El bautismo del Señor se convierte para nosotros en una imagen de nuestro propio bautismo. Nosotros sí venimos heridos por el pecado desde nuestro nacimiento, pero el bautismo nos libera, nos limpia y nos obtiene el perdón, nos convierte así en nuevas criaturas, nos llena de la santidad de Dios.
Nuestro
bautismo también nos convierte en hijos de Dios como Jesucristo y destinados a
la misma herencia del hijo amado y predilecto. El padre dice de nosotros: “Tú
eres mi hijo amado, mi predilecto”.
También
viene a nosotros el Espíritu Santo y nos consagra para ser sacerdotes profetas
y reyes; nuestra vida y todo nuestro ser pertenecen a Dios para ofrecer el
sacrificio agradable de nuestra entrega a los demás, para proclamar su Palabra
y para construir su Reino.
Por
esto también se nos encomienda a cada uno una misión de parte de Dios.
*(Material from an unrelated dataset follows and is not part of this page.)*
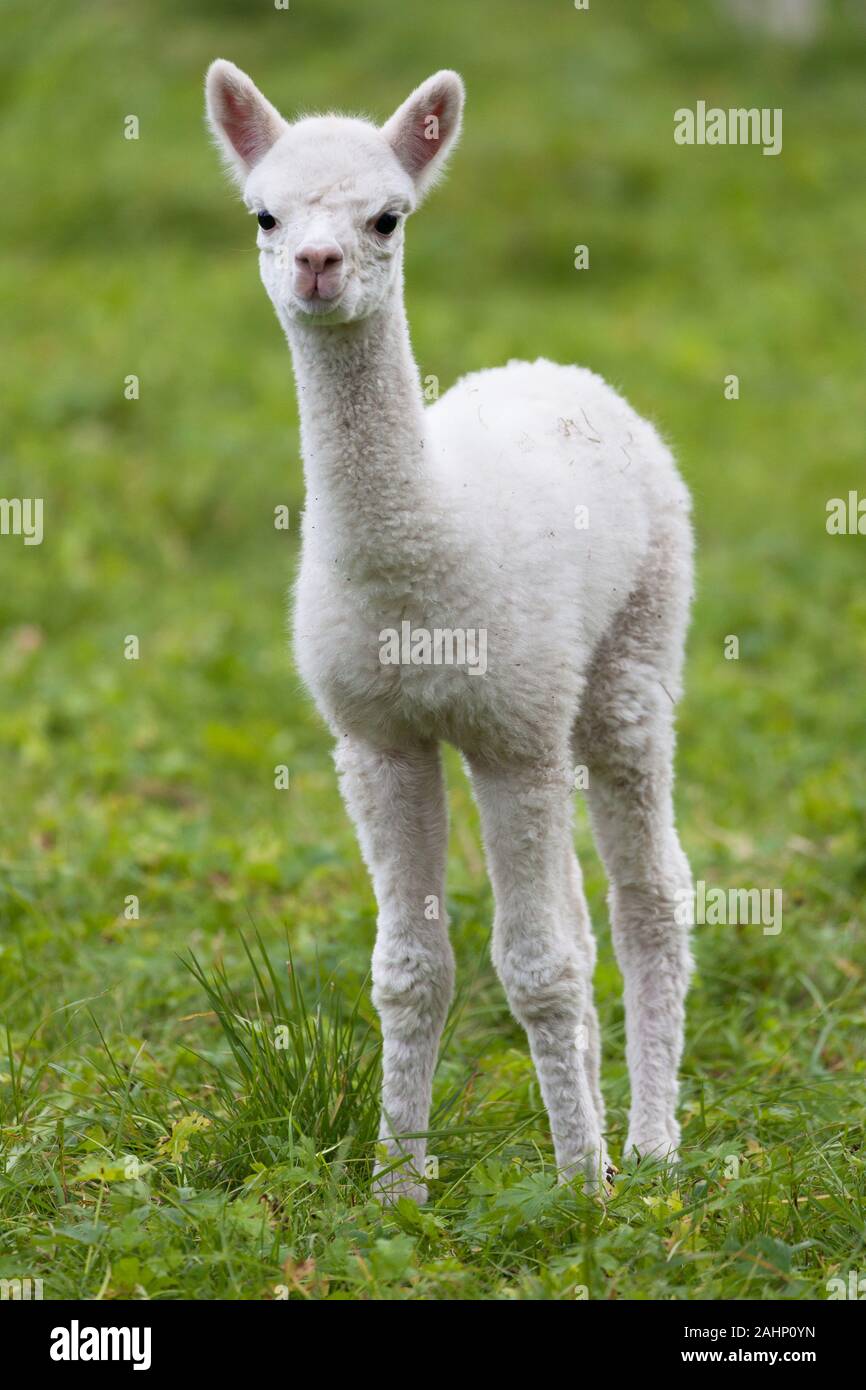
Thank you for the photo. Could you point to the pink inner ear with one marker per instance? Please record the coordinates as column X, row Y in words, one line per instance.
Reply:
column 419, row 148
column 242, row 123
Somos
hijos amados y predilectos como el siervo elegido a quien Dios prefiere para
cumplir su mandato. El camino del siervo, que no gritará ni apagará la mecha
humeante, nos anima a seguir los pasos de Jesucristo para hacer, cada uno desde
nuestra propia vocación particular, la voluntad de Dios; para sembrar el amor
en el mundo y llenar de alegría y esperanza la vida de los pobres.
Señor Jesucristo te doy gracias por haber venido enviado por el Padre y haber cumplido siempre su voluntad. Te alabo por tu entrega que me ha alcanzado el perdón y me ha traído la gracia que me permite vivir una vida nueva. Te bendigo, Señor Jesús, porque nos has dejado el bautismo como sacramento que nos permite formar parte de tu mismo cuerpo y de tu misma misión salvadora. Tú has pasado por el mundo haciendo el bien y me has curado de las heridas y de la opresión del diablo.
Sáname Señor, abre mis ojos ciegos, libérame del cautiverio de mis dudas y mis manías, sácame de la prisión de mi egoísmo y mi pereza, sácame de las tinieblas de mis pecados y de mi tristeza. Eres mi luz, Señor. Te necesito y necesito creer en ti para hacer tu voluntad y encontrar el sentido de mi vida.